You do need to create a window and tell directX to draw in it though.

There ae plenty of tutorials around though like;

DirectXtutorial.com

Hope this helps.
Quote:Original post by lonewolff
My eight year old Geforce TI-4200 can do upto 2000 frames per second in full screen directX, so I dont think take 1/60 of a second should be a big problem.

You do need to create a window and tell directX to draw in it though.

There ae plenty of tutorials around though like;

DirectXtutorial.com

Hope this helps.


Thx for the reply, yes when everything is set up it can draw fast, but i want the image to just pop up from nowhere and then disappear the next frame.

Let's say my friend is writing some essay in Word or something, then suddently a single frame of porn pops up in fullscreen and then disappears without trace, thats what i want to do.

Can this be done with a window? Isn't there some delay before the window is set up and resized to fullscreen? And then when it closes, there's usually a button in the taskbar for the window that just closed, there's som delay before the taskbar button disappears i think... Correct me if im wrong.
Can this "pop up in one frame and dissapear the next frame" thing be done with a window?
You don't need directx. You only need to create a regular gdi window the same size as your screen, without decorations.

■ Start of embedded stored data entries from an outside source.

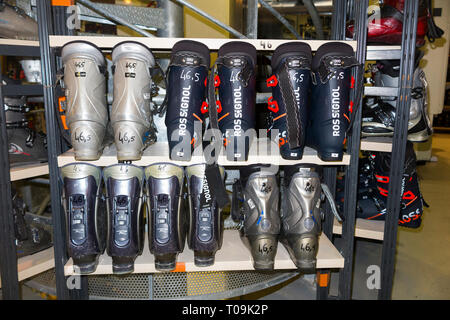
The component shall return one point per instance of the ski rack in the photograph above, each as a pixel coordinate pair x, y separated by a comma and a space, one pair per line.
350, 228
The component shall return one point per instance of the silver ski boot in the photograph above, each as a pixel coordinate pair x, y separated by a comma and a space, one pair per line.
85, 89
131, 117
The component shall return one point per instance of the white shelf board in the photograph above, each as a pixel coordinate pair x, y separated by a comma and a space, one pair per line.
159, 152
368, 229
28, 171
233, 256
168, 43
383, 144
34, 264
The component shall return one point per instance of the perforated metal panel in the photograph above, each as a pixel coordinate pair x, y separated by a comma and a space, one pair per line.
171, 285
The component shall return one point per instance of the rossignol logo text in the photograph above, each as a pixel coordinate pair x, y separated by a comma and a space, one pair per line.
184, 107
335, 114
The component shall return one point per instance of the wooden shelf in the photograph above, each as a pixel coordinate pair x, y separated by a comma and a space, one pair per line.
28, 171
159, 152
383, 144
34, 264
233, 256
368, 229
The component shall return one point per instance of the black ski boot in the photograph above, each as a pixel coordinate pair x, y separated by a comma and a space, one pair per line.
124, 194
206, 225
290, 83
85, 214
186, 97
166, 226
330, 110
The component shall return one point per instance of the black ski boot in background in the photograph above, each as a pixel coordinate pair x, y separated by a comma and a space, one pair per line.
301, 214
259, 214
205, 224
236, 82
131, 116
330, 110
124, 198
25, 144
85, 214
290, 83
166, 222
186, 97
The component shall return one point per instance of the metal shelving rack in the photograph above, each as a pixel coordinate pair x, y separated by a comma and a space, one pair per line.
47, 49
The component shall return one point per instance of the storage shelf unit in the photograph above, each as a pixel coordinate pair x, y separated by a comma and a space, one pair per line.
233, 255
28, 171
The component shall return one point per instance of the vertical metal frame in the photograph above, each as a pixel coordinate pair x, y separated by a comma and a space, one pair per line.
8, 255
353, 145
399, 145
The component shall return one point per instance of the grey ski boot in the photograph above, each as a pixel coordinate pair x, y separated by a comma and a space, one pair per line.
124, 195
166, 226
131, 117
85, 90
260, 215
301, 215
85, 214
205, 218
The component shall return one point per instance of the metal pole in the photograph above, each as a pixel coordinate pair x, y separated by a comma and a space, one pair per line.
114, 18
252, 19
277, 15
210, 18
399, 145
48, 82
351, 176
8, 255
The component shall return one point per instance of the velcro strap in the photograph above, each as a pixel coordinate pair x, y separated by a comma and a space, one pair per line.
294, 126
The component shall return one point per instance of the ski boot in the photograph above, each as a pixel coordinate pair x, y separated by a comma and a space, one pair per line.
236, 82
206, 224
85, 214
25, 144
301, 215
186, 97
412, 202
167, 225
259, 214
85, 90
329, 112
291, 64
131, 117
124, 194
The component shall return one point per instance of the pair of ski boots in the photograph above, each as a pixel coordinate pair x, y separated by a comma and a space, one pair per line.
120, 228
86, 111
321, 122
256, 204
189, 89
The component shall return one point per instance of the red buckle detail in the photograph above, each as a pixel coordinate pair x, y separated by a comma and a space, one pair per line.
272, 81
271, 103
204, 107
216, 81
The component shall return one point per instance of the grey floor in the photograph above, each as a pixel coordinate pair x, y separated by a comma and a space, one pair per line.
423, 256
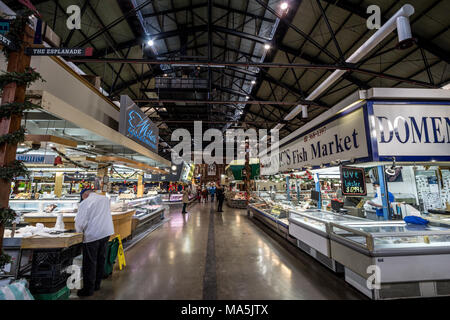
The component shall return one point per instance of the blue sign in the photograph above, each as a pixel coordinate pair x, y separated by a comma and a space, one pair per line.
36, 158
136, 125
141, 129
4, 26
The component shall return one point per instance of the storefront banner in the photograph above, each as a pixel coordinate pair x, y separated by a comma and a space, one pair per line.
136, 125
212, 169
4, 26
341, 139
7, 43
36, 158
411, 130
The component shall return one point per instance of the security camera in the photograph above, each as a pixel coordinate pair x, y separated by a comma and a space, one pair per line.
35, 145
405, 38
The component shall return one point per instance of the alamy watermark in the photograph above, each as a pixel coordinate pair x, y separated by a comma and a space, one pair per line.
374, 280
222, 144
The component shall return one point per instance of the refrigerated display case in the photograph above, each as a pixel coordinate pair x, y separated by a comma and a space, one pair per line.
311, 228
408, 260
236, 199
149, 212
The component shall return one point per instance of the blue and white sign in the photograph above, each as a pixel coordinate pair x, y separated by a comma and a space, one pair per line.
342, 138
136, 125
4, 26
411, 130
36, 158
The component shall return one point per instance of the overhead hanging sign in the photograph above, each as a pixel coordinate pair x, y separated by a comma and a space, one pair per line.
7, 43
4, 26
36, 158
343, 138
353, 181
412, 130
71, 52
136, 125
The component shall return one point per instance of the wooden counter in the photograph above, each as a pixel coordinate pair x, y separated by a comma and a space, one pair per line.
61, 241
121, 221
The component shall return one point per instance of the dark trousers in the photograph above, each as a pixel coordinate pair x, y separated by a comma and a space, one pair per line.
219, 207
94, 257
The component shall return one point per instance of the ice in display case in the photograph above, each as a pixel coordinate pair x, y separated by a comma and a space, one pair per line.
312, 228
149, 211
412, 260
44, 206
236, 199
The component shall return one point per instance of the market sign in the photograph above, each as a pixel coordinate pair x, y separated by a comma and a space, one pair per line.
7, 43
136, 125
412, 130
36, 158
4, 26
72, 52
341, 138
353, 181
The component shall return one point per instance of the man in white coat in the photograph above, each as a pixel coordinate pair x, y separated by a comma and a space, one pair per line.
94, 220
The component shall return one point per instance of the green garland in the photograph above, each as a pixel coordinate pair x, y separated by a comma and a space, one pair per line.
20, 78
16, 108
13, 138
13, 170
7, 215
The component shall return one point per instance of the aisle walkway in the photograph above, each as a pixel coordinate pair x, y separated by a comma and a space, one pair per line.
218, 256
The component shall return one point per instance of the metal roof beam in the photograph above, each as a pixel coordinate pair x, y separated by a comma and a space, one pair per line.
424, 43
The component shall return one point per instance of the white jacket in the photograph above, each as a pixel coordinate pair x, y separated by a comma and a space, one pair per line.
94, 218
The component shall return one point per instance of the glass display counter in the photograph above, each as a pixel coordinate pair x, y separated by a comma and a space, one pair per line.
311, 228
411, 260
236, 199
149, 212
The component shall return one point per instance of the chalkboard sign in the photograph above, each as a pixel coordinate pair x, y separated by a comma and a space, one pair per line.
353, 181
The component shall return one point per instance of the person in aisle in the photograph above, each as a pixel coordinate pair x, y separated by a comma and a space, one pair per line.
377, 202
205, 195
220, 198
185, 199
94, 220
212, 192
199, 195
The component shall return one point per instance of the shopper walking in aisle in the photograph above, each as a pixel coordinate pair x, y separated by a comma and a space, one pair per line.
199, 195
185, 199
94, 220
205, 195
220, 198
212, 191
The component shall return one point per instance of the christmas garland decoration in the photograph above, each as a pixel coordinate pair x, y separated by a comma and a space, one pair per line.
16, 108
20, 78
13, 170
16, 168
14, 137
7, 215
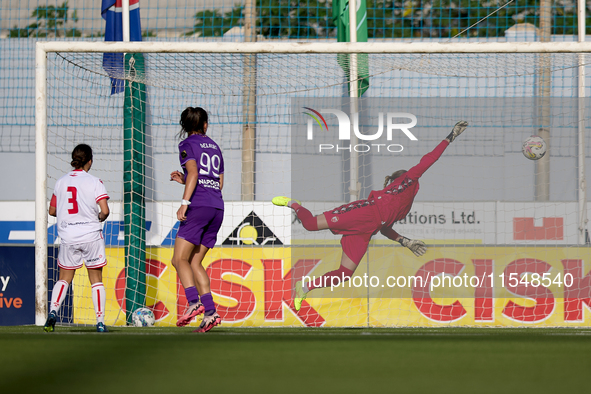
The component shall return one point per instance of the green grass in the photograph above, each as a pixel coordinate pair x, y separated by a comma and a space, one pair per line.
228, 360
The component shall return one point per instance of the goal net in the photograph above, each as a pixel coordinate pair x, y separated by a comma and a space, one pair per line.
506, 236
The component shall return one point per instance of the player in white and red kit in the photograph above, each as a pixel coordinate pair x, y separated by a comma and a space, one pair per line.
79, 202
358, 221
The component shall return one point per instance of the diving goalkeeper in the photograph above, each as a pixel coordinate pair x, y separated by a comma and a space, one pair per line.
358, 221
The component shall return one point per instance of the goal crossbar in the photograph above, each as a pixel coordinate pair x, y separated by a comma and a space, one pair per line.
316, 47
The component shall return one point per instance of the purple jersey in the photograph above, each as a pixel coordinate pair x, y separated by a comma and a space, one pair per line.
210, 165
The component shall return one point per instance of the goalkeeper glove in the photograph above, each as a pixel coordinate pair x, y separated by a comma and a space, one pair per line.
457, 130
417, 247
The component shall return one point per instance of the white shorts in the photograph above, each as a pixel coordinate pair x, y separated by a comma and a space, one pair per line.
70, 257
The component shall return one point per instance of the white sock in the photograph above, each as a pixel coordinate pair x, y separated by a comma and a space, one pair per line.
99, 297
58, 294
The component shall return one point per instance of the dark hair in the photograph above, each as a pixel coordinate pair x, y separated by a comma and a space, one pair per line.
81, 155
391, 178
193, 120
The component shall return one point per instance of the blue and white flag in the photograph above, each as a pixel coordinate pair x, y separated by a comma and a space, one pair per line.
111, 11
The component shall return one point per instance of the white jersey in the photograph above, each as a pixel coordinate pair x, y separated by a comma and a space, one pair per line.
76, 196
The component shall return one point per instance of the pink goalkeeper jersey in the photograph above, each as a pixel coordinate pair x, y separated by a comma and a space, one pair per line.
75, 197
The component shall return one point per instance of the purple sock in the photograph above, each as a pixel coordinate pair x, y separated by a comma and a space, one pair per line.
207, 301
192, 294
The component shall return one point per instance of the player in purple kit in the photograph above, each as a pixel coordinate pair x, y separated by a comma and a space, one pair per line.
201, 214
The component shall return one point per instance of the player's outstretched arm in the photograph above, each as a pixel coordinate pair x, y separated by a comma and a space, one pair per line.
457, 130
104, 207
417, 247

You can start with Raymonds scratch project:
http://blogs.msdn.com/oldnewthing/archive/2003/07/23/54576.aspx

In the paint event you you paint your picture. And you should create a timer event which hides and shows the window.

Hopefully this should work. Might be some problems getting exactly 1/60th second, but otherwise it should work good enough.
This can be done in a window (how else? ;)). No, resizing the window is not slow. Yes, you can hide the taskbar icon.

The slowest part is loading the image from disk (so do that before displaying the window).

Using .Net, you could cook up a Windows.Forms program with your requirements in about 15 minutes:


  1. Install VS2008 express (C#), if you don't already have VS.

  2. Create a new Windows.Forms C# project.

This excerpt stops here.